H. Ali YILDIRIM


BU VİRÜS BİYOLOJİK Mİ SOSYOLOJİK Mİ?

YENİ DÜNYA - H. Ali YILDIRIM


Corona’nın hep biyolojik yönüne odaklanıyoruz ama sosyolojik olarak yaptıkları da var. En başta alışkanlıklarımızı değiştiriyor, insanları evde tutuyor, sosyalleşmeyi bitiriyor, elektronik para ve elektronik alışverişe zorluyor, eğitimi internete indirgiyor, doğal yerine sanal ortama yoğunlaştırıyor, 65 yaş üstünü dışlayarak internet kullanabilen genç nesli ön plana çıkarıyor. İnsanlar uysallaşıyor, savaşlar duruyor, şiddet azalıyor, toplu hareketler, ayaklanmalar sıfıra iniyor, toplu düşünmek yerine bireysel düşünme ve bireysel hareket etme ön plana çıkıyor.  Tamam, da böyle olunca ne oluyor? Bence iki şey oluyor;

Birincisi dünyanın her yerinde aynı problem yaşandığından ve medya aracılığı ile eş zamanlı bilgi alındığından, her kıtadaki insanlar aynı anda, aynı duyguları yaşıyor. Aslında, farkına varmadan ortak bir kaderi paylaşarak “Dünya Vatandaşı” hissini ucundan yakalıyor. Bu duygu ileriki zamanlarda tüm dünya insanları arasında bir “Ortak yaşanmışlık” duygusu olarak hizmet edecek ve bu da “dünya milleti” kavramının başlangıcı olacaktır. Bunun arkasından uzay tehditleri ve uzay savaşı senaryoları piyasaya sürülüp pekiştirilecektir. Çünkü sistemin oturması için aynı şekilde düşünen ve duygulanan bir dünya toplumuna ihtiyaç var, şimdi olanlar da “geleceğin alt yapısı” olmaya çok uygun, şöyle ki:

Toplumları bir arada tutan unsurlardan biri de “Ortak yaşanmışlıklar yani “ortak geçmiş” tir. Ortak geçmişi olmayan toplulukların bir arada durması çok zordur. Örnek: Ortak geçmiş eksikliği yüzünden AB vatandaşlığı mayasının tutmaması. Oysa Kurtuluş, Çanakkale, Malazgirt Savaşları ve öncesindeki 300 yıl kadar süren (MS:800-1071) göç hikâyemiz, bize bir ortak yaşanmışlık hissi sunmakta ve “aidiyet duygusu” vermektedir. Buradan şunu anlıyoruz; aynı zorluğu paylaşan insanlar, yaşadıkları problemi yenmek için bir dayanışma ve yardımlaşma duygusu içine giriyorlar, yani “kader birliği” yapıyorlar, bu da aralarında bir bağ oluşturuyor. Hollywood kaynaklı “Uzaylı İstilası” filmlere de aslında duyarsız ABD toplumuna “dayanışma” aşılamaya çalışan “Yapay Duygu Jeneratörü” olarak bakılmalıdır. Corona da bunu yapıyor, ortak bağ kurmak için 7,5 milyar insana ortak duygu (kader birliği) pompalıyor, yani eğitiliyoruz, farkında olmadan…
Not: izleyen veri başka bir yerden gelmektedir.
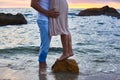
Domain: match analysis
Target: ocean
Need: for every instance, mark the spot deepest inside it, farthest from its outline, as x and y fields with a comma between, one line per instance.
x=95, y=42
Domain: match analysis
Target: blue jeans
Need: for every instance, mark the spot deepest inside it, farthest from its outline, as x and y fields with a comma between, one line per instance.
x=45, y=39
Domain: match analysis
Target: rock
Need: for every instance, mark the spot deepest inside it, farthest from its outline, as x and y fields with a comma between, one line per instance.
x=10, y=19
x=106, y=10
x=68, y=65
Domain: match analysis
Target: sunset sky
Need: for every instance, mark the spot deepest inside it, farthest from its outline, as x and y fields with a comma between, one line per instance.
x=72, y=3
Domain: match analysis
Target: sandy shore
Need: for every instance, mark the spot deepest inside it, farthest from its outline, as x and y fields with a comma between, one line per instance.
x=25, y=67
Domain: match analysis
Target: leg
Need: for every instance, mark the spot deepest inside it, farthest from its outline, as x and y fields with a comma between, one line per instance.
x=45, y=43
x=70, y=45
x=67, y=47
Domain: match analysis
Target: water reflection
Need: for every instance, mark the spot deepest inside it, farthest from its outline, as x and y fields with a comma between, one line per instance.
x=65, y=76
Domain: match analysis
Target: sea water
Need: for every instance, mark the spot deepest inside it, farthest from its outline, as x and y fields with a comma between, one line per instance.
x=95, y=41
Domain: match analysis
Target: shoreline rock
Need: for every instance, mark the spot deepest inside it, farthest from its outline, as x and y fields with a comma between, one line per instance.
x=106, y=10
x=10, y=19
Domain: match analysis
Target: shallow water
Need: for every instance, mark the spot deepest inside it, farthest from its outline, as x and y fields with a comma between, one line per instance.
x=95, y=39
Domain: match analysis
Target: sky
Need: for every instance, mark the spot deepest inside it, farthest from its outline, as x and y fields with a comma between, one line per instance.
x=71, y=3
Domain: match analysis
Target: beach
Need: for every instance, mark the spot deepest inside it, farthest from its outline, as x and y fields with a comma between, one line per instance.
x=95, y=42
x=25, y=67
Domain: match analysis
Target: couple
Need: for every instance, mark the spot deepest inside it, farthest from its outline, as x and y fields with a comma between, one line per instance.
x=52, y=21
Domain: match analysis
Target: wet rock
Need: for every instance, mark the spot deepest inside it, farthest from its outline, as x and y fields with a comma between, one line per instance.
x=68, y=65
x=106, y=10
x=10, y=19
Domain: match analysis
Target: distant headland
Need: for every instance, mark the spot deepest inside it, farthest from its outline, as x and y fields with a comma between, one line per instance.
x=106, y=10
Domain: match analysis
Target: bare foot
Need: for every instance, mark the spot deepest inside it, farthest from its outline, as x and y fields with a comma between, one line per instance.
x=63, y=57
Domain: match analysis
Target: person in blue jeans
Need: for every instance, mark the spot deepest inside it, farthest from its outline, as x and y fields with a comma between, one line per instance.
x=44, y=12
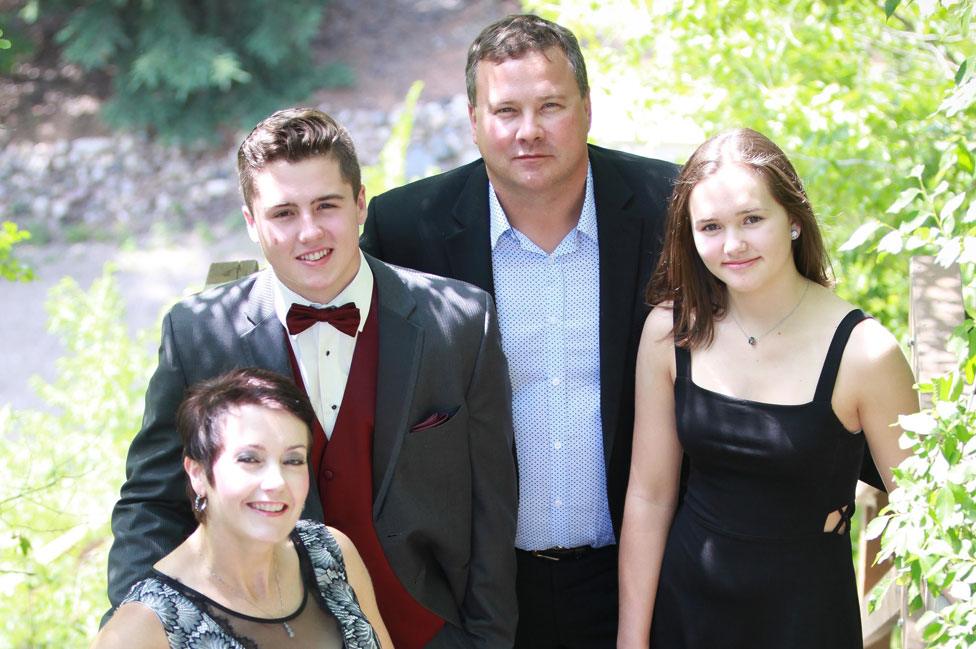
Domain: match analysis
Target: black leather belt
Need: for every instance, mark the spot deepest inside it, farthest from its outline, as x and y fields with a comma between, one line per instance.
x=562, y=554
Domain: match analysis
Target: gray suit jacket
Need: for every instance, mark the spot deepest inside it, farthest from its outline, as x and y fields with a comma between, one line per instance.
x=444, y=498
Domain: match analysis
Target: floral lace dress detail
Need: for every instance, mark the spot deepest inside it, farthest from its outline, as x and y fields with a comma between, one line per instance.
x=193, y=621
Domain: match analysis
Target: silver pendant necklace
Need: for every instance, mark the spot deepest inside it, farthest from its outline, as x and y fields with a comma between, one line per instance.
x=753, y=340
x=241, y=593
Öyleyse, “Corona bir tatbikattır / testtir” diyenlere hak vermek gerekiyor. Çünkü biraz geriden bakmayı denersek, evet Corona can alıyor ama aynı zamanda gelecekteki sosyal düzenin altyapısını da oluşturuyor. Beyinleri formatlıyor, algı şekli tamamen değişiyor. Örnek: “Süper Batı” algısı AB ve ABD’nin çaresizlik içinde Corona’ya diz çökmesi, İngiliz hükumetinin tedbirlere uymayanlara sert davranacağını duyurması ile yerle bir oluyor. Corona tüm bunları  “ölümü gösterip sıtmaya razı ederek” yapıyor, bu apaçık ortada. Nasıl bir güçse, tüm dünya eş zamanlı olarak tıpış tıpış söyleneni yapıyor, hiç kimse “Benim seyahat, gösteri, ayaklanma, yürüyüş, eğlenme, yeme-içme, para harcama özgürlüğüm var, ben evde durmam” diyemiyor, en azılı ayaklanmacılar bile sus pus oluyor. Demek ki uğruna ağıtlar yakılan, savaşlar verilen, komplolar kurulan, milyarlar harcanan demokrasinin ömrü, küçük Corona’nın “Hadi ordan” demesine kadarmış…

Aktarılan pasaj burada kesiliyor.